Disclaimer: I'm new to C unit testing and haven't been using prove, but have read about this option in my research.

Ozten
A: 

As far as I understand, the key purpose of unit testing is to cover the entire code base. When you make a small change to one file all test have to be executed to make sure your micro-change doesn't break the product. If you break this principle there is little reason in your unit testing.

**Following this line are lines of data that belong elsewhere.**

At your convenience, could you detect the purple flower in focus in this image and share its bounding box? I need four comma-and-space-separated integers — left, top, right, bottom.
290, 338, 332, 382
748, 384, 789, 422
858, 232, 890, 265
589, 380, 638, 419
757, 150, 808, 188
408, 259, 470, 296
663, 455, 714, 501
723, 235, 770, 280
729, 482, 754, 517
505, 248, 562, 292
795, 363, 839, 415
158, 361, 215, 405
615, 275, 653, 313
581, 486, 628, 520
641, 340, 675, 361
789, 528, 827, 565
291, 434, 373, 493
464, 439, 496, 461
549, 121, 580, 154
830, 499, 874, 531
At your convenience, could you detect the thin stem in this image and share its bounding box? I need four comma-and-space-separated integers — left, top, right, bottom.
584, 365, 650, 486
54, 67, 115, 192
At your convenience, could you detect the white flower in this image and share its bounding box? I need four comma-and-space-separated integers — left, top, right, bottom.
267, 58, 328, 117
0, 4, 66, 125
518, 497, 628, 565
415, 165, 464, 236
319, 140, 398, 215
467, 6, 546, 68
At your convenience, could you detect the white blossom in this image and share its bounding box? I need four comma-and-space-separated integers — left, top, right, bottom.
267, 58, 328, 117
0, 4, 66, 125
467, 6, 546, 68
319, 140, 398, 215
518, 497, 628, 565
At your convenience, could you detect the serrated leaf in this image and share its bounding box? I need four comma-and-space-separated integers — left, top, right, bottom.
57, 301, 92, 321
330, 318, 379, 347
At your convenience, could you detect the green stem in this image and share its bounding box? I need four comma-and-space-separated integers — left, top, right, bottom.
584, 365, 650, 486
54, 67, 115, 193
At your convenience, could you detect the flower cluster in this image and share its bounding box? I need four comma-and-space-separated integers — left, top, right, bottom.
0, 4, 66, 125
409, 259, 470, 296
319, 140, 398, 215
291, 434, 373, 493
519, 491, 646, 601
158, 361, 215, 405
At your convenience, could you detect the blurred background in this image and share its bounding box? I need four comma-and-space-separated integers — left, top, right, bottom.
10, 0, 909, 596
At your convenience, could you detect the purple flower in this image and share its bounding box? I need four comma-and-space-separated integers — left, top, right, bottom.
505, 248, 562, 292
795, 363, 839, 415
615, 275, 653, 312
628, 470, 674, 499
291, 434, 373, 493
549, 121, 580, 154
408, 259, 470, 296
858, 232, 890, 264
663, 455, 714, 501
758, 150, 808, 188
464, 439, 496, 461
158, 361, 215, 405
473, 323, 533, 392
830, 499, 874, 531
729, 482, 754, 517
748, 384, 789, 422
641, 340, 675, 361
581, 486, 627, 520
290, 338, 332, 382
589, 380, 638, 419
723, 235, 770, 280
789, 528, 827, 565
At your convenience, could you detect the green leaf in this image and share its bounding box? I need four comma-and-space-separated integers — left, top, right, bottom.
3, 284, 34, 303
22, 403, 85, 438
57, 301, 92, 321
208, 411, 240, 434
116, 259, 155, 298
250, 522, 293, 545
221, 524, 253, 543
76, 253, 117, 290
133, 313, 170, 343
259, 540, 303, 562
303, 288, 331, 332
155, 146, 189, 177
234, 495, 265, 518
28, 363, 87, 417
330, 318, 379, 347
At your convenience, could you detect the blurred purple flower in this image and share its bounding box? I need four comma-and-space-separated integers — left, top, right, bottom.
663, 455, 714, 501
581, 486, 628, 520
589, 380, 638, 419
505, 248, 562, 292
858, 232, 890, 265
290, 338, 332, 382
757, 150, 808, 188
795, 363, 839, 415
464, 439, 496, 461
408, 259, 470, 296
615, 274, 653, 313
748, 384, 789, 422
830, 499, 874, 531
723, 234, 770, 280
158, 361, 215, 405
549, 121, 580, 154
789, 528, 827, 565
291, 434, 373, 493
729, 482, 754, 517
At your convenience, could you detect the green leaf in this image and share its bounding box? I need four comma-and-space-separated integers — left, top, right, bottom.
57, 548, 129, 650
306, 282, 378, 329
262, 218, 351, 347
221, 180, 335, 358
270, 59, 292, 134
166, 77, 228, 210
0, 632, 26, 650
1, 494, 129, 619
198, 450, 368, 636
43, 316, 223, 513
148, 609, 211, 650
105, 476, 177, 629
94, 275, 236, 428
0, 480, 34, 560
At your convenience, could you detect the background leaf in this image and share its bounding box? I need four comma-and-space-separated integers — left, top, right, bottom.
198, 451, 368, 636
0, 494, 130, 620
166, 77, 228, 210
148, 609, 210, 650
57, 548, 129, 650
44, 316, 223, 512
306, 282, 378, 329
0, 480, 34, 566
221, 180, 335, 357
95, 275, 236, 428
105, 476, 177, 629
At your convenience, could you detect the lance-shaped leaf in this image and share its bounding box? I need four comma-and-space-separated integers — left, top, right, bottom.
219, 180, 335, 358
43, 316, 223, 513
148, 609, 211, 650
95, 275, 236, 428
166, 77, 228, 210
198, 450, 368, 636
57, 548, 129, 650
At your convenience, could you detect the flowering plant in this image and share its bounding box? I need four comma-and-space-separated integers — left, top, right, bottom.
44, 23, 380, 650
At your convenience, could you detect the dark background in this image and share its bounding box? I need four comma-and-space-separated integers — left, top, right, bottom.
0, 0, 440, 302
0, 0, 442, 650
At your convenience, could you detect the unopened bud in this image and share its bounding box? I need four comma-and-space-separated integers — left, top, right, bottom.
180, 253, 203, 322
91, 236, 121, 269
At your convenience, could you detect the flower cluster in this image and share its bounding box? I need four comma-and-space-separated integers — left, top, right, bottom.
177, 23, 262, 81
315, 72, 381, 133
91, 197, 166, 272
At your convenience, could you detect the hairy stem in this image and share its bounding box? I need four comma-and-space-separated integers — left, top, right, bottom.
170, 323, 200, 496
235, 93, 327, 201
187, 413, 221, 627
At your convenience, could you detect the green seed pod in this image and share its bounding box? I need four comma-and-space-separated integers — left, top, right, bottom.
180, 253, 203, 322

ps. I would suggest to split the project onto independent modules/services, and create new "integration unit tests", which will validate interfaces between them. But inside one module/service all unit tests should be executed as "all or nothing".

Vincenzo
We have over 1000 developers committing code into the same branch. They may commit code for services that are completely unrelated (i.e. service A will never use code from service B), but all of these services are bundled into a single image. If we have thousands of units tests, it is not beneficial for us to run every unit test for each commit (i.e. developer working on service A commits code, there is no need to run tests for service B). The entire suite can be run every few days instead. But, running tests relevant to the committed code would be highly beneficial.
DuneBug
@DuneBug How do you know that some services "are completely unrelated"? Where do you keep this knowledge? What if one day the situation is changed and service A starts to use service B?